Nairobi - La Banque africaine de développement, en collaboration avec l'Autorité kényane de régulation de l'énergie et du pétrole (EPRA), a organisé à Nairobi une session d'apprentissage de haut niveau par les pairs à l'intention des régulateurs africains du secteur de l'électricité. L'objectif de cette session était de renforcer les cadres de fixation des tarifs et d'améliorer les capacités réglementaires pour soutenir l'accès universel à l'énergie dans le cadre de la Mission 300.
Cette session d'une journée, organisée en marge de la 7e Conférence régionale annuelle sur la recherche et l'innovation de l'EPRA, a réuni plus de 15 régulateurs nationaux, opérateurs de services publics, régulateurs régionaux et partenaires du développement de toute l'Afrique afin de partager des expériences pratiques sur les meilleures approches en matière de cadres tarifaires de l'électricité, la réalisation d'études complètes sur le coût du service, ainsi que le renforcement de l'engagement des parties prenantes et de la gouvernance réglementaire.
L'événement se déroulait sur le thème suivant : « Renforcer les cadres de fixation des tarifs afin de favoriser l'accessibilité et la sécurité énergétiques pour un développement durable ».
S'exprimant à l'ouverture de la session, Callixte Kambanda, chef de la division des politiques, de la régulation et des statistiques énergétiques du Groupe de la Banque africaine de développement, a souligné le rôle essentiel des régulateurs dans la fourniture d'un accès à l'énergie durable sur le continent. « Parvenir à l'accès universel en Afrique nécessite davantage que des investissements dans les infrastructures ; cela exige de disposer de systèmes de régulation robustes, capables de concilier accessibilité, viabilité financière et confiance des investisseurs. Les régulateurs jouent un rôle central dans la création d'un environnement propice à la réalisation de la Mission 300, » a-t-il déclaré.
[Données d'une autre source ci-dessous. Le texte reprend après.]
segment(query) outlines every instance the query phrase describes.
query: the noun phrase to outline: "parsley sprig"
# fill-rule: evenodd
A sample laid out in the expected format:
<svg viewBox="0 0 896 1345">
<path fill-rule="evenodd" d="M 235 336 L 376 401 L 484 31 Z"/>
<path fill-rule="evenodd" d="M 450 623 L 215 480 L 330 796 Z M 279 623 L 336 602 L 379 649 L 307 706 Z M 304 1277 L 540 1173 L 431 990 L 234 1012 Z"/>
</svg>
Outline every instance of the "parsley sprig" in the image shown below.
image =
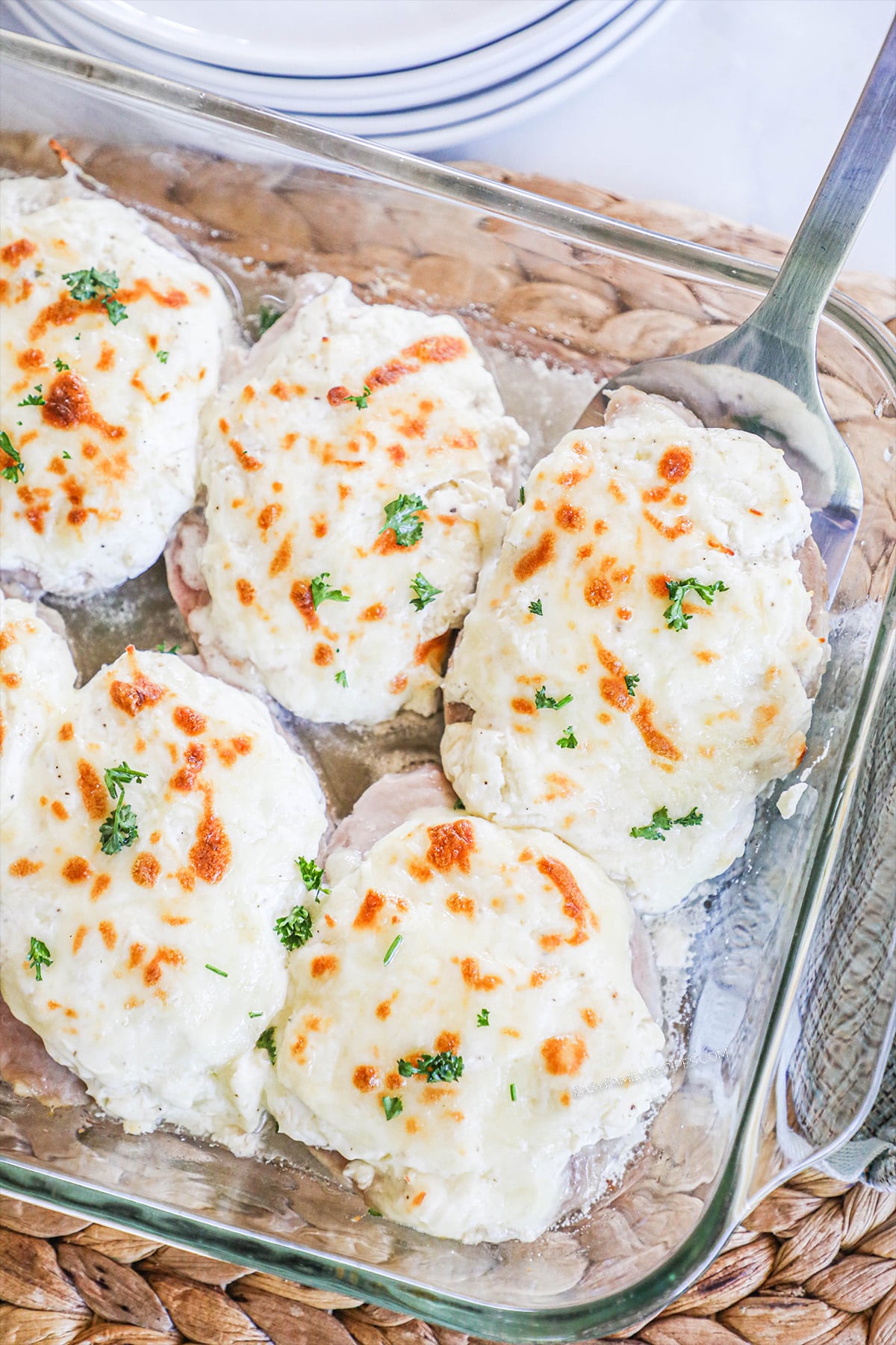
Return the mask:
<svg viewBox="0 0 896 1345">
<path fill-rule="evenodd" d="M 0 449 L 7 455 L 9 461 L 0 472 L 0 476 L 7 482 L 12 482 L 13 486 L 17 484 L 19 477 L 24 476 L 26 464 L 21 461 L 21 455 L 17 448 L 12 447 L 12 440 L 7 434 L 5 429 L 0 430 Z"/>
<path fill-rule="evenodd" d="M 431 603 L 442 592 L 442 589 L 437 589 L 434 584 L 430 584 L 419 570 L 411 580 L 411 589 L 415 593 L 415 597 L 411 599 L 411 607 L 416 612 L 422 612 L 427 603 Z"/>
<path fill-rule="evenodd" d="M 329 570 L 316 574 L 312 580 L 312 603 L 314 604 L 314 611 L 317 611 L 321 603 L 348 603 L 348 593 L 330 588 L 328 581 Z"/>
<path fill-rule="evenodd" d="M 548 695 L 547 689 L 540 686 L 535 693 L 535 707 L 536 710 L 562 710 L 564 705 L 568 705 L 572 699 L 572 691 L 567 691 L 557 701 L 555 697 Z"/>
<path fill-rule="evenodd" d="M 701 584 L 700 580 L 695 578 L 666 580 L 666 589 L 672 601 L 662 613 L 662 617 L 670 631 L 686 631 L 690 613 L 684 612 L 681 604 L 688 593 L 696 593 L 697 597 L 704 600 L 707 607 L 712 607 L 713 596 L 716 593 L 727 593 L 728 585 L 723 584 L 721 580 L 716 580 L 715 584 Z"/>
<path fill-rule="evenodd" d="M 419 495 L 399 495 L 398 499 L 390 500 L 380 534 L 391 529 L 398 546 L 415 546 L 423 537 L 420 510 L 424 508 L 426 504 Z"/>
<path fill-rule="evenodd" d="M 126 761 L 103 772 L 109 798 L 116 804 L 99 827 L 99 849 L 103 854 L 118 854 L 124 846 L 132 846 L 137 839 L 137 816 L 130 804 L 125 803 L 125 785 L 141 784 L 145 779 L 145 771 L 132 771 Z"/>
<path fill-rule="evenodd" d="M 78 303 L 86 304 L 91 299 L 99 299 L 113 327 L 128 316 L 125 305 L 113 297 L 120 285 L 114 270 L 97 270 L 95 266 L 90 266 L 87 270 L 70 270 L 62 278 Z"/>
<path fill-rule="evenodd" d="M 412 1075 L 426 1075 L 429 1083 L 451 1083 L 463 1073 L 463 1056 L 455 1056 L 453 1050 L 439 1050 L 437 1056 L 430 1056 L 429 1052 L 424 1052 L 422 1056 L 418 1056 L 414 1064 L 407 1060 L 399 1060 L 398 1072 L 402 1079 L 410 1079 Z"/>
<path fill-rule="evenodd" d="M 287 916 L 281 916 L 279 920 L 274 921 L 274 932 L 287 952 L 304 948 L 314 933 L 308 907 L 293 907 Z"/>
<path fill-rule="evenodd" d="M 42 967 L 51 967 L 52 958 L 50 956 L 50 948 L 47 948 L 43 939 L 35 939 L 31 936 L 31 946 L 28 948 L 28 966 L 32 968 L 35 981 L 43 981 Z"/>
<path fill-rule="evenodd" d="M 635 841 L 665 841 L 664 831 L 670 831 L 673 827 L 699 827 L 701 822 L 703 812 L 699 808 L 692 808 L 684 818 L 670 818 L 664 803 L 661 808 L 657 808 L 646 827 L 633 827 L 629 835 L 634 837 Z"/>
<path fill-rule="evenodd" d="M 301 854 L 296 861 L 296 863 L 298 866 L 298 872 L 302 876 L 302 882 L 305 884 L 310 894 L 314 897 L 314 901 L 320 901 L 321 896 L 329 897 L 329 888 L 321 888 L 321 882 L 324 880 L 324 870 L 320 868 L 320 865 L 314 863 L 313 859 L 306 859 Z"/>
</svg>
Cette session d'apprentissage par les pairs s'inscrivait dans le cadre du soutien plus large apporté par le Groupe de la Banque au titre du Programme d'assistance technique au secteur de l'énergie en Afrique (AESTAP), par l'intermédiaire duquel il aide les pays du continent à mettre en oeuvre des réformes politiques, réglementaires et institutionnelles, conformément à leurs pactes énergétiques nationaux. Cette session vise spécifiquement à soutenir les pays bénéficiant de l'assistance à la mise en oeuvre de la Mission 300 du Groupe de la Banque, notamment ceux qui entreprennent des réformes tarifaires.
Le cadre de révision tarifaire du Kenya a servi d'étude de cas pratique aux participants, l'EPRA ayant partagé les enseignements tirés de sa méthodologie tarifaire pluriannuelle, de son modèle de participation publique et de ses pratiques réglementaires axées sur la performance. Les discussions ont également porté sur les défis communs aux acteurs sectoriels, notamment les contraintes politico-économiques, la protection des consommateurs, l'intégration des énergies renouvelables, la viabilité financière des services publics et les possibilités de mobilisation des ressources nécessaires pour soutenir la « Mission 300 » dans l'ensemble des pays africains.
Cet événement était aligné sur la Mission 300, l'initiative conjointe du Groupe de la Banque mondiale et du Groupe de la Banque africaine de développement qui vise à raccorder 300 millions d'Africains à l'électricité d'ici à 2030. Dans ce contexte, l'institution panafricaine considère que des cadres réglementaires solides sont indispensables pour garantir la viabilité financière, l'attractivité pour les investisseurs et l'équité de cet élargissement de l'accès à l'électricité.
Le Groupe de la Banque apporte actuellement son soutien à plusieurs pays africains par le biais de l'AESTAP dans les domaines de la réglementation économique, technique et juridique, couvrant des outils tels que les réformes tarifaires, les études de coûts des services, l'amélioration des performances des services publics, les cadres conceptuels, la réglementation de la qualité de service, les politiques de raccordement au réseau et un renforcement plus large de la réglementation afin de mettre en oeuvre les engagements pris dans le cadre des pactes énergétiques nationaux.
En facilitant l'échange de connaissances entre les autorités de régulation, le Groupe de la Banque africaine de développement et l'EPRA visent à renforcer la coopération régionale, à accélérer l'harmonisation des approches réglementaires et à construire un réseau continental d'autorités de régulation équipées pour soutenir la transition énergétique de l'Afrique.